Any sub-expressions with the same node name as the root are likewise mapped.

Operand nodes are preserved other than those mapped by 3. Examples:

?- pratt_parse_expr("1+2*3+4",Tree), ptree_pratt(Tree,Pratt).
Tree = expr([number("1"), addOp_4L("+"), expr([number("2"), mulOp_5L("*"), expr([number("3"), addOp_4L("+"), number("4")])])]),
Pratt = +[+[number("1"), *([number("2"), number("3")])], number("4")].

?- pratt_parse_expr("-1/2++",Tree), ptree_pratt(Tree,Pratt).
Tree = expr([unaryOp_7R("-"), number("1"), mulOp_5L("/"), expr([number("2"), postOp_7L("++")])]),
Pratt = /([-[number("1")], ++([number("2")])]).
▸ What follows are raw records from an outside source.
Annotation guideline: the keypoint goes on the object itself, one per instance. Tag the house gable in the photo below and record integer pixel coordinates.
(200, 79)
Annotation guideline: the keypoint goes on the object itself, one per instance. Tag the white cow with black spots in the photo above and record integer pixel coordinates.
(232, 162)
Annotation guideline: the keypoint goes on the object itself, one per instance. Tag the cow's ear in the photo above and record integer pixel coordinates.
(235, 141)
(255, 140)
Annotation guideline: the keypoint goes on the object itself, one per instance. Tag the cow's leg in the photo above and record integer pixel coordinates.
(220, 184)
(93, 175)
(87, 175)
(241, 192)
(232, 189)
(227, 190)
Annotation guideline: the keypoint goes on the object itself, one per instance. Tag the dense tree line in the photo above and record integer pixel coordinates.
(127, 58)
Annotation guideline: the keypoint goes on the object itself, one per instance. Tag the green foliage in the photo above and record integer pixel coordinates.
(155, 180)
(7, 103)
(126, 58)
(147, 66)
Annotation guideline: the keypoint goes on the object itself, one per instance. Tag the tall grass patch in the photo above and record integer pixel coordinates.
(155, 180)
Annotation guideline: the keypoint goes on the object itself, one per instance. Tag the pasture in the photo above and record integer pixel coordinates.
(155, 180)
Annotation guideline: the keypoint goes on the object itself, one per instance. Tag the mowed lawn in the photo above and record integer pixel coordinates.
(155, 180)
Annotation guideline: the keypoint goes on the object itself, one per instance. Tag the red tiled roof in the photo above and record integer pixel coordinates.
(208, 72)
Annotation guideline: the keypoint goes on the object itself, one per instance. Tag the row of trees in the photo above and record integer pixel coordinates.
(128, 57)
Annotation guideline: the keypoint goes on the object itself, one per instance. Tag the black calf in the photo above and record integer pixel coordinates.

Having produced a Pratt tree with explicit precedence, it's now fairly straight forward to map this to an arithmetic Prolog term which could be evaluated (with user defined arithmetic functions) for the example grammar:

:- arithmetic_function(user:(++ /1)).
++(N,R) :- arithmetic_expression_value(N,V), R is V+1.
  
:- arithmetic_function(user:(-- /1)).
--(N,R) :- arithmetic_expression_value(N,V), R is V-1.
  
% convert a pratt tree of an expression in pratt_expr_grammar/1 to an arithmetic term
pratt_to_term(number(S), N) :- !,            % terminal value
        number_string(N,S).
pratt_to_term('Pexpr'([Pratt]), Exp) :- !,   % parenthesized expression
        pratt_to_term(Pratt,Exp).
pratt_to_term(Func, Exp) :-                  % any operator node
        Func =.. [F,Args],
        pratt_termList(Args,Args1),
        Exp =.. [F|Args1].
  
pratt_termList([],[]).
pratt_termList([A|Args],[A1|Args1]) :-
        pratt_to_term(A,A1),
        pratt_termList(Args,Args1).

as demonstrated by the following examples:

?- pratt_parse_expr("1+2*3+4",Tree), ptree_pratt(Tree,Pratt), pratt_to_term(Pratt,Exp), arithmetic_expression_value(Exp,R).
Tree = expr([number("1"), addOp_4L("+"), expr([number("2"), mulOp_5L("*"), expr([number("3"), addOp_4L("+"), number("4")])])]),
Pratt = +[+[number("1"), *([number("2"), number("3")])], number("4")],
Exp = 1+2*3+4,
R = 11.

?- pratt_parse_expr("-1/2++",Tree), ptree_pratt(Tree,Pratt), pratt_to_term(Pratt,Exp), arithmetic_expression_value(Exp,R).
Tree = expr([unaryOp_7R("-"), number("1"), mulOp_5L("/"), expr([number("2"), postOp_7L("++")])]),
Pratt = /([-[number("1")], ++([number("2")])]),
Exp = - 1/ ++(2),
R = -0.3333333333333333.
  
?- pratt_parse_expr("-3^ -3--",Tree), ptree_pratt(Tree,Pratt), pratt_to_term(Pratt,Exp), arithmetic_expression_value(Exp,R).
Tree = expr([unaryOp_7R("-"), number("3"), expOp_6R("^"), expr([unaryOp_7R("-"), number("3"), postOp_7L("--")])]),
Pratt = ^([-[number("3")], -[--([number("3")])]]),
Exp =  (- 3)^ - --(3),
R = 0.1111111111111111.

(arithmetic_expression_value/2 is required to dynamically evaluate expressions with user defined artihmetic functions - see `library(arithmetic))`.)